I think the most helpful way forward would be to be as open with her like you've been with us on here. Tell her you've been worrying and ask if you understood right and, if indeed you did, explain that you think it is very likely to be against the law. if there is anything you can then do to help re flexible working/holiday entitlement then that's great but i think the first step is making sure she understands the position. As others have said, it's my understanding that the law is not set on what age it is acceptable to be home alone. However, I would guess that many social services departments would take reports of a 6 y.o. left for longer than a few minutes quite seriously.

Lotster · 04/11/2008 00:19

Poor litle girl

What if she tried to cook something and seriously hurt herself? Or fell downstairs or something and no-one checked on her for ages? Or answered the door to a weirdo?

I really think you have a responsibilty to do something now that you know. Law or not, it's just not safe or sensible to leave such a little one alone. Especially because if something DID happen, you could be cast (very unfairly obviously, but the press go mad on "home alone" stories) as the "slavedriving" employer she was working for instead of caring for her child.

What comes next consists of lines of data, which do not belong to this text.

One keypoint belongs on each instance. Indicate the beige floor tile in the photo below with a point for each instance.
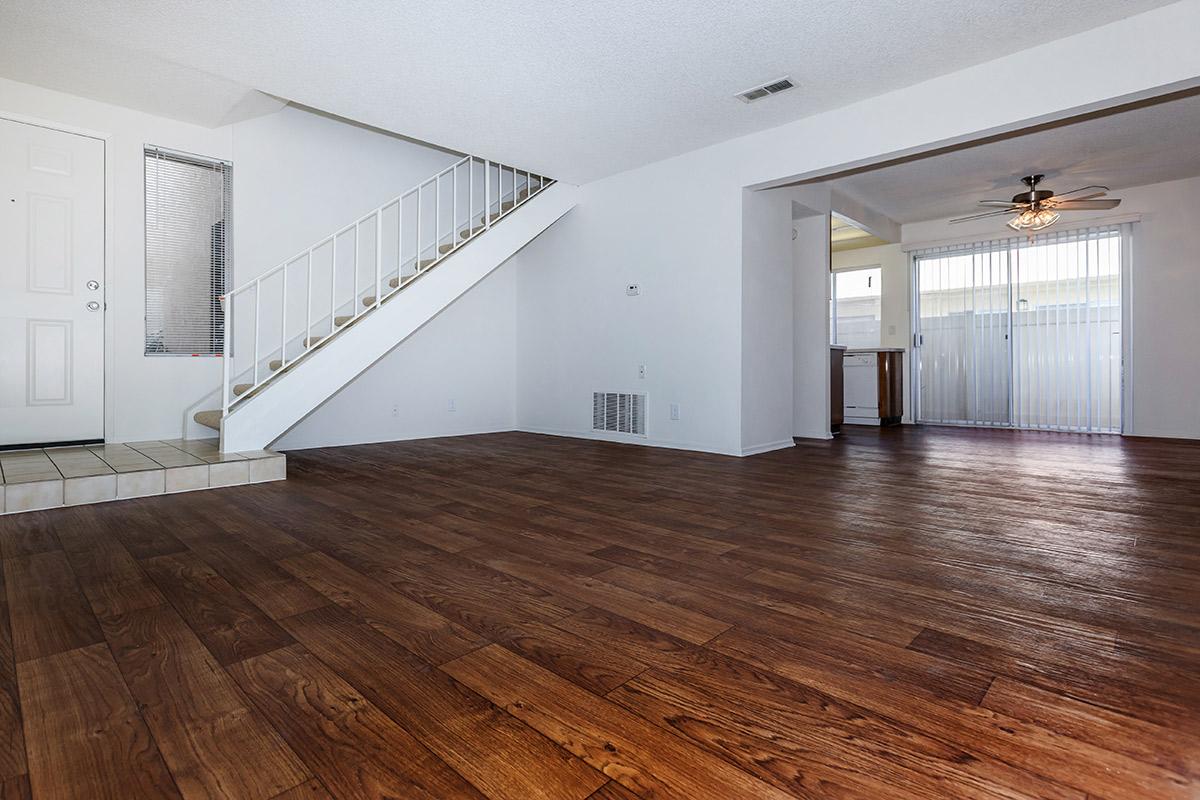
(138, 485)
(228, 473)
(187, 479)
(33, 495)
(271, 468)
(96, 488)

Bit dramatic I know, but it's good to cover yourself...

There's an NSPCC guidance leaflet you could sit down and go through with her:

www.nspcc.org.uk/HelpAndAdvice/Parentsandcarers/HomeAlone/homealone_wda35965.html

Part of which states:

"Most children under about
13 are not mature enough
to cope with an emergency
and should not be left alone
for more than a very short time."

Good luck with handling this.

pingping · 04/11/2008 09:44

Its against the law to leave a child under the age of 12 without someone over the age 16 looking after them.

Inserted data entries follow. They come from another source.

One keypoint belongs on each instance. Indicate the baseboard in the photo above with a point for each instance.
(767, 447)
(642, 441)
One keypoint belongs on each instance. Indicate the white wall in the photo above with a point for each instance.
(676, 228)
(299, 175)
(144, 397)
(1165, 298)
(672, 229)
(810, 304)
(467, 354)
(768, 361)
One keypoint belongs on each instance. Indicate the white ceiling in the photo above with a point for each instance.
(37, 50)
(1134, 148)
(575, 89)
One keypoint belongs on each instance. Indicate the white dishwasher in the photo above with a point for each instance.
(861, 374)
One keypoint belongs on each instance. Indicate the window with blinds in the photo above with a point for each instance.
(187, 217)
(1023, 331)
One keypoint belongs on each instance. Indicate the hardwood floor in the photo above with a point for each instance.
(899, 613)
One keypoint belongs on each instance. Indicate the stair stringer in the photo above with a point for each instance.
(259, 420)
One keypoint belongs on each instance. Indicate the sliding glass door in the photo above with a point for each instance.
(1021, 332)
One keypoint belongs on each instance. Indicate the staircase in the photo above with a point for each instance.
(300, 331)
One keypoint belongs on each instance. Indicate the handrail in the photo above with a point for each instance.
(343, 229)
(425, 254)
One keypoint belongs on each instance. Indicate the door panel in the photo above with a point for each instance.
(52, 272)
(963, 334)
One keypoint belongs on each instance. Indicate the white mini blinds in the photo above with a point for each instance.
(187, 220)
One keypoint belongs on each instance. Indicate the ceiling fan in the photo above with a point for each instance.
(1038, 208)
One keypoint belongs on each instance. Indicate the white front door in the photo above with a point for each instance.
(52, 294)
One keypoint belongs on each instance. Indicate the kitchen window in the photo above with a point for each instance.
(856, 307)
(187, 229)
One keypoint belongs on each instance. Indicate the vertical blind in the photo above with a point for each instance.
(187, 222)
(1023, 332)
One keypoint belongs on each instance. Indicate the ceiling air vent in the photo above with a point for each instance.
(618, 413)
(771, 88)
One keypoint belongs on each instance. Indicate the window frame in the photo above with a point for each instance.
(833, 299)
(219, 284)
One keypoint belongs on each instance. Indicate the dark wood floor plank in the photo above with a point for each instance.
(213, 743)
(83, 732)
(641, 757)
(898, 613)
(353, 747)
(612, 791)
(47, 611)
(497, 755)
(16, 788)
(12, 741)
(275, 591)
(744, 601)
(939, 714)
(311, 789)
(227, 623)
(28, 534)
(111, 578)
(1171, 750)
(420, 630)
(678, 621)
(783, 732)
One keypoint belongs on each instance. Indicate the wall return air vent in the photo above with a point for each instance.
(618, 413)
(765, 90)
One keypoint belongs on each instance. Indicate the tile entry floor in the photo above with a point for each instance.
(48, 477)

I would inform her of this.

pingping · 04/11/2008 09:48

I only know this because an Ex Friend of mine was leaving her DC's 4 and 8 alone all day whilst she worked and someone reported her and SS took them off her.

I think she has got her children back now

stitch · 04/11/2008 09:51

i think you need to tell her that it is not ok to do this in this country. someone needs to be witht he six year old at all times. state it explicitly.
i dont kow about india, but in pakistan, it is not considered ok to leave a six year old on their own. if neessary, they will beleft with a neighbour, or an odler siblings, 10 or 11. but never on ehteir own.

DaisyMooSteiner · 04/11/2008 09:52

See this story from just last week!

onager · 04/11/2008 09:57

Pingping, that would mean that an 11 year old couldn't go to school on their own so I doubt there is any such law. If you read the other posts apparently there is only advice on best ages.

cantpickyourfamily · 04/11/2008 09:59

that is terrible to leave a 6year old child alone. maybe in india she did it and it was fine, but I agree with other posters maybe you should tell her it is not normal to do that in this country.